Fayetteville man admits cutting woman's face, but denies rape

FAYETTEVILLE -- A man on trial in Washington County Circuit Court this week admits slashing his estranged wife's face from ear to mouth but maintains he didn't rape her.

Levi Cody Land, 40, is charged with rape, battery in the first degree, false imprisonment and terroristic threatening. If convicted of rape, Land faces 10 to 40 years or life in prison.

The trial is set for three days before Circuit Judge Mark Lindsay.

Land and his wife were separated when he went to her home in Fayetteville on Oct. 29, 2019, and entered the house with a key he had kept, according to prosecutors. Land put a pocket knife to the woman's throat and sexually assaulted her before slashing her face and hitting her multiple times, prosecutors claim.

Dylan Weisenfels, deputy prosecutor, said Land told the woman he was going to make her "as ugly on the outside as you are on the inside" and later posted a message about the attack on social media with a picture of the woman sitting on her bed covered in blood.

Joshua Meister, Land's attorney, told jurors Land doesn't contest the battery charge for slashing the woman's face, but Meister said the sex was consensual and happened before a fight that "went too far."

He told jurors a rape didn't occur, and Land didn't terrorize or imprison his wife.

"It's not what could have happened. It's not what might have happened," Meister told jurors. "They have the burden of proving that it did happen."

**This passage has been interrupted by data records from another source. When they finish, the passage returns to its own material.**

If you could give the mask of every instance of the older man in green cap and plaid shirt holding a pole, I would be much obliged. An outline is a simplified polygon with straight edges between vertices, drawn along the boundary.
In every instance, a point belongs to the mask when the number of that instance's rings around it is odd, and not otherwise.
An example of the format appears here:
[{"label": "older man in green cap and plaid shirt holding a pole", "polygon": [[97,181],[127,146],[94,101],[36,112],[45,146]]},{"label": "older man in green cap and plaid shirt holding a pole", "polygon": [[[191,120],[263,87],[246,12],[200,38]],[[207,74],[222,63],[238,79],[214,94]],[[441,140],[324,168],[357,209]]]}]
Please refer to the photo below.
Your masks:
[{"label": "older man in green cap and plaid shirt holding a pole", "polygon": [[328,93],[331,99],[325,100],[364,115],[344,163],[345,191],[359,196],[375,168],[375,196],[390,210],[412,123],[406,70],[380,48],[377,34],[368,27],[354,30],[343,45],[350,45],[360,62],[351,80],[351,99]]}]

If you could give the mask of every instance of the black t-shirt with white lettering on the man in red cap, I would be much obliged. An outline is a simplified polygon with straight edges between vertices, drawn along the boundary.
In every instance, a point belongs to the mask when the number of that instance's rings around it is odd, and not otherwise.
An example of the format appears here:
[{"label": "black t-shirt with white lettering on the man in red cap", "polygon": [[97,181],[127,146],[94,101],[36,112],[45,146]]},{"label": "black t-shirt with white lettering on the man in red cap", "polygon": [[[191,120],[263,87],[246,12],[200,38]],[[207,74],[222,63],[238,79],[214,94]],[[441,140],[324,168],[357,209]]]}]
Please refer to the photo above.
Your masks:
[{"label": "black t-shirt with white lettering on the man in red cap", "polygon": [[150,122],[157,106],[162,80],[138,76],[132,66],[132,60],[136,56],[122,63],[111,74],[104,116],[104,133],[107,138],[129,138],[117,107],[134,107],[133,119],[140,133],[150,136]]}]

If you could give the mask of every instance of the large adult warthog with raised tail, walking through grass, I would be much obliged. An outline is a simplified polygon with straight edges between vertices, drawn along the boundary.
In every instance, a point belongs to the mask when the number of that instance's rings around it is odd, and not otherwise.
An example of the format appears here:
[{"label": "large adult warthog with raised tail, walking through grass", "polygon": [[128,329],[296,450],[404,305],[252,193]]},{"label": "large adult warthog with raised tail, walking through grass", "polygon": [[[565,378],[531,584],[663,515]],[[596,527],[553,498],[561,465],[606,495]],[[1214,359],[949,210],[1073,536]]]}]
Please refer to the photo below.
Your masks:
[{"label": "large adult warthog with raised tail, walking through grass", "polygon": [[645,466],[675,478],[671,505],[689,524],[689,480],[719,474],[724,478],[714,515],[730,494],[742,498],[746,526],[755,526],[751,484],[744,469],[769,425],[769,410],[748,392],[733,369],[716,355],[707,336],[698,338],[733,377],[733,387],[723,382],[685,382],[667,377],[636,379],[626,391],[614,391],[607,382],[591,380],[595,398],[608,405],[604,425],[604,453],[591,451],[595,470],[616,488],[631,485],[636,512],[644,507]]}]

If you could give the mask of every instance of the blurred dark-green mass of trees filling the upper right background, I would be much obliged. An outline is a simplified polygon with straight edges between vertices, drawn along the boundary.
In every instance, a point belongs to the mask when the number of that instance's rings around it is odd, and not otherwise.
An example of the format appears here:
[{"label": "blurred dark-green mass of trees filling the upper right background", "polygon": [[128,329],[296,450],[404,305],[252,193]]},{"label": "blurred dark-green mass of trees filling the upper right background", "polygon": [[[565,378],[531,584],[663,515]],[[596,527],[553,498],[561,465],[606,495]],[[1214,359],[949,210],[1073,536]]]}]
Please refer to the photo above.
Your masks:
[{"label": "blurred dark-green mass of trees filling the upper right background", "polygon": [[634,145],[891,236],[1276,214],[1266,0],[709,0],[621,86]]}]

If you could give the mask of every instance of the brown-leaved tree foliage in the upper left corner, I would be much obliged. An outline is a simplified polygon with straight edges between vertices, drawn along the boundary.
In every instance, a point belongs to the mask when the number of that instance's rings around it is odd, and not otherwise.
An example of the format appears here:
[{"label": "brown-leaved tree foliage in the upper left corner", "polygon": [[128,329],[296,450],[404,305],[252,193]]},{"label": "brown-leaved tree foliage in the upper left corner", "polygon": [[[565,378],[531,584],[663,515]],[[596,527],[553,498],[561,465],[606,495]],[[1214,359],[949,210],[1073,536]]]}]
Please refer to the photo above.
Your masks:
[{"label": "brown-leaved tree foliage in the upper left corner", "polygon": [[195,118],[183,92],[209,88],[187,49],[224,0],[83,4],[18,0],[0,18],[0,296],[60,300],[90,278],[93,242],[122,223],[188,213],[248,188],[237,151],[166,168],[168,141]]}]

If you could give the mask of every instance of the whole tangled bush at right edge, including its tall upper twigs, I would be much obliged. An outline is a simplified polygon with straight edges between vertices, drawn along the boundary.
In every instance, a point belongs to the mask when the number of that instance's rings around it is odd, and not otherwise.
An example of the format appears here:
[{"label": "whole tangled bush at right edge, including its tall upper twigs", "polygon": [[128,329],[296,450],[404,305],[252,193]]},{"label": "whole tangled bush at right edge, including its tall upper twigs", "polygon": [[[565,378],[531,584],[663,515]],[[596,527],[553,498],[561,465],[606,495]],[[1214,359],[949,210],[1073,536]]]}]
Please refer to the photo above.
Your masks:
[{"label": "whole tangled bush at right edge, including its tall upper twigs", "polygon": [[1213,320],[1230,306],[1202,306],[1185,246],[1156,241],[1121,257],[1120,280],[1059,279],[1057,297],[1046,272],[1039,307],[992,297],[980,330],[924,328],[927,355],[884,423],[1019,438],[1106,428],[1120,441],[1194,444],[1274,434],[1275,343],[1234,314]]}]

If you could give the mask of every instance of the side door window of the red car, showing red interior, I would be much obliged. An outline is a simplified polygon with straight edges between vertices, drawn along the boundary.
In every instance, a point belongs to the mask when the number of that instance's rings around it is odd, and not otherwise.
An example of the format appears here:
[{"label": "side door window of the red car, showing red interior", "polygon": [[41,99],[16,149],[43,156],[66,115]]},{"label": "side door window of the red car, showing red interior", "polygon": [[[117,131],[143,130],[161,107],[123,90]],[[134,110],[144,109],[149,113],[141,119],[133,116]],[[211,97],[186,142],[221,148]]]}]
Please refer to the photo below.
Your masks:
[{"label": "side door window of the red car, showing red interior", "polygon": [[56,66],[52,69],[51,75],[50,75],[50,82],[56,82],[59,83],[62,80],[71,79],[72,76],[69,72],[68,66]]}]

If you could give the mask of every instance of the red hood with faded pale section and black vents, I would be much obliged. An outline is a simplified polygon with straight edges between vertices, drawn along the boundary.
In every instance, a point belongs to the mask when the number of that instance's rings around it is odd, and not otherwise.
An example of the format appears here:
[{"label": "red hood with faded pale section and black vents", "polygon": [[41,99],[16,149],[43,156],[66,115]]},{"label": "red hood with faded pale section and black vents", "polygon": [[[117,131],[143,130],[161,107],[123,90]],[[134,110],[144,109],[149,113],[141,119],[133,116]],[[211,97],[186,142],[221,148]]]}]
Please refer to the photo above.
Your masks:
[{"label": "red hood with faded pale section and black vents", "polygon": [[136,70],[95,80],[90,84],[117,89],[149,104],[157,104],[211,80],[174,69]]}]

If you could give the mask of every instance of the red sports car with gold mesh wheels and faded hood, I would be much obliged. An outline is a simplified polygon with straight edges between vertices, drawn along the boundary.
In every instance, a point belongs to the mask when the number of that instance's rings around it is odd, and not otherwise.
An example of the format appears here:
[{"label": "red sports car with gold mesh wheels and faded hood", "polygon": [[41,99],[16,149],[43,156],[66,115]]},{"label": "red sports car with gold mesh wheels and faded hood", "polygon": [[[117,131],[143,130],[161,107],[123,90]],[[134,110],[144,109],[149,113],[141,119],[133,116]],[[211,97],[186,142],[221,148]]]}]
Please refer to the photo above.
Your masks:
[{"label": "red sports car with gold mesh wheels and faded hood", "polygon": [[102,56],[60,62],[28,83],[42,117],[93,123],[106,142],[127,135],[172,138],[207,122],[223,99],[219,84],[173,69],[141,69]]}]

Bobbye Orona, a crime scene technician, told jurors the woman had bruises on her arms, legs, head and abdomen and cuts to her face, neck and hand and other areas. She had a black eye and broken fingernails.

A sexual assault test was done at a local hospital after the attack and sent to the Arkansas State Crime Lab. The results of the test are expected to be presented to jurors later in the trial.

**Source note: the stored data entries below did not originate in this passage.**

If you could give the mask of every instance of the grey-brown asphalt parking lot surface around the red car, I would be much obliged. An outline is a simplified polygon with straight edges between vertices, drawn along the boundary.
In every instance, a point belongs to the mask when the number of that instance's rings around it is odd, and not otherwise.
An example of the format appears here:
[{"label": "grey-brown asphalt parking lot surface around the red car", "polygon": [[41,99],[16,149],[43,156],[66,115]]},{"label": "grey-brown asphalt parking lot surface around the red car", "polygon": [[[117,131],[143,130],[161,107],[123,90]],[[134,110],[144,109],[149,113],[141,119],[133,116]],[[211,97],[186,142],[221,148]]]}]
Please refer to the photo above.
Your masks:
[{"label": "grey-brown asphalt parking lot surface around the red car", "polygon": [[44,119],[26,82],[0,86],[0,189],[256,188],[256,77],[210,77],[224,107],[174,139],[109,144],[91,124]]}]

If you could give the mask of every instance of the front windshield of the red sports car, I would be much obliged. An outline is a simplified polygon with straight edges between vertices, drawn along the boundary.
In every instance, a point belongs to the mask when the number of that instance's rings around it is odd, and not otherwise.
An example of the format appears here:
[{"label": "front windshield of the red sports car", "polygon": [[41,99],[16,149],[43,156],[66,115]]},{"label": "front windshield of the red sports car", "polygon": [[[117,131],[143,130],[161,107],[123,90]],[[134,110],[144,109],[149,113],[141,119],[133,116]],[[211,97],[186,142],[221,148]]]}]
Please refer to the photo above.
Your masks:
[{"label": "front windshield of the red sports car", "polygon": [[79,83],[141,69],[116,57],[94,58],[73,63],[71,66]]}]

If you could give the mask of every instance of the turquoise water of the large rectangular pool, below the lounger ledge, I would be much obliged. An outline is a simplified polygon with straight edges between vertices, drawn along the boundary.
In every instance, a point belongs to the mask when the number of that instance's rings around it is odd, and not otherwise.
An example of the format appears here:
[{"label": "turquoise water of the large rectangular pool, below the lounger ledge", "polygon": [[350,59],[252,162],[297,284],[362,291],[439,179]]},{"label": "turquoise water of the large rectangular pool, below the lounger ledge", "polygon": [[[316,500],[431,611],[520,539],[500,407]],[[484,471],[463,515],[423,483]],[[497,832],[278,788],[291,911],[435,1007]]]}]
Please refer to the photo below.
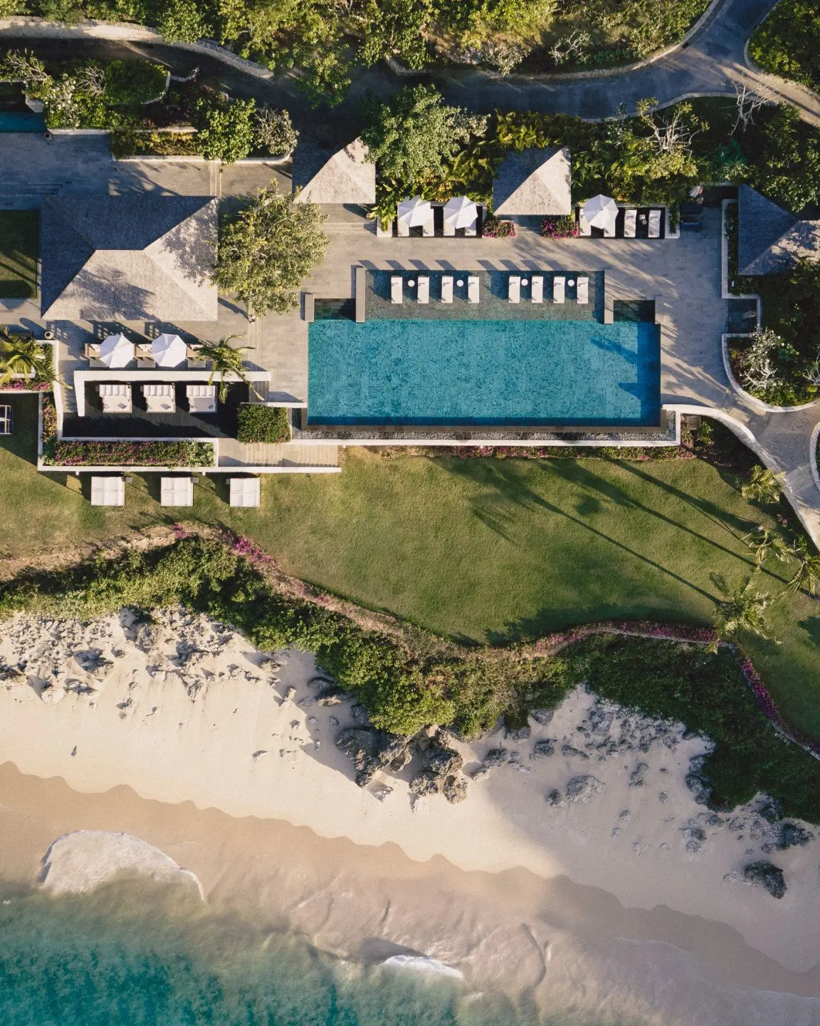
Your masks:
[{"label": "turquoise water of the large rectangular pool, below the lounger ledge", "polygon": [[660,333],[597,321],[316,321],[308,407],[317,426],[655,425]]}]

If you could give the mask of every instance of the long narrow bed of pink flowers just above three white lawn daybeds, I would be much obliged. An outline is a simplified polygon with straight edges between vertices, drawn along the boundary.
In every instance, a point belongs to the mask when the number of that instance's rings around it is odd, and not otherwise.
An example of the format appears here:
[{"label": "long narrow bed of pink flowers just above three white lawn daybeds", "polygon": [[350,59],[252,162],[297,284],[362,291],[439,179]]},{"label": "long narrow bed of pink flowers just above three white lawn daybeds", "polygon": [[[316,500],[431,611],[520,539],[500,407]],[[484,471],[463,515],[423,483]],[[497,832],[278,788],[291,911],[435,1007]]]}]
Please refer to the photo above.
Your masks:
[{"label": "long narrow bed of pink flowers just above three white lawn daybeds", "polygon": [[43,463],[53,467],[212,467],[213,445],[195,441],[52,438],[47,447],[43,445]]}]

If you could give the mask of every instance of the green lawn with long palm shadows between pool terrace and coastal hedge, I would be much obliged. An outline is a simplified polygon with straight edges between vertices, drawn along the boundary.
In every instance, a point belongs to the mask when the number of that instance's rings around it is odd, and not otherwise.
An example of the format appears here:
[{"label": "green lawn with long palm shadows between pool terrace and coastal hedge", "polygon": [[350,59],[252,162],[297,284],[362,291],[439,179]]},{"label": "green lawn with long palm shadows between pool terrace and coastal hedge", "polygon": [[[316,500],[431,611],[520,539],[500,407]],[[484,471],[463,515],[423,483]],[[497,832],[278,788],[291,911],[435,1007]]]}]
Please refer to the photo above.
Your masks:
[{"label": "green lawn with long palm shadows between pool terrace and coastal hedge", "polygon": [[[152,498],[157,477],[135,475],[123,510],[92,509],[76,478],[70,490],[0,450],[0,548],[12,555],[170,522]],[[613,617],[708,623],[709,571],[740,581],[750,570],[741,536],[769,520],[734,482],[699,460],[429,461],[358,450],[339,475],[263,478],[258,511],[230,510],[223,484],[205,479],[193,512],[252,537],[291,574],[442,634],[497,643]],[[786,575],[772,569],[763,586],[774,592]],[[749,638],[748,652],[783,713],[820,737],[820,605],[791,597],[771,622],[782,643]]]}]

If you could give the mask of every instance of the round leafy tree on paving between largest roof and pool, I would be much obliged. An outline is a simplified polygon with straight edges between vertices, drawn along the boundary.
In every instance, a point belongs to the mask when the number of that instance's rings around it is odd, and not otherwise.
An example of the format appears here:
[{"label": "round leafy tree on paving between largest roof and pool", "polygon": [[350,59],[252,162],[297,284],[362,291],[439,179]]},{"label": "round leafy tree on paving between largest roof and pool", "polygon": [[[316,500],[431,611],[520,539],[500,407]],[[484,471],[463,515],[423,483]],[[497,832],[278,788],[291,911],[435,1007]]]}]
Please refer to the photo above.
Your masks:
[{"label": "round leafy tree on paving between largest roof and pool", "polygon": [[295,310],[302,282],[325,255],[325,214],[297,195],[260,189],[219,223],[213,280],[245,304],[251,321]]}]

Prosecutors were also able to get video of Land buying a pocket knife at a Rogers Walmart the day before the attack after the woman noticed a transaction on a shared bank card. The packaging from the knife was found in the car Land was driving.

Jurors were spread out around the courtroom in chairs at least 6 feet apart Monday, rather than being seated in the jury box. No one in the courtroom wore a mask during the proceeding.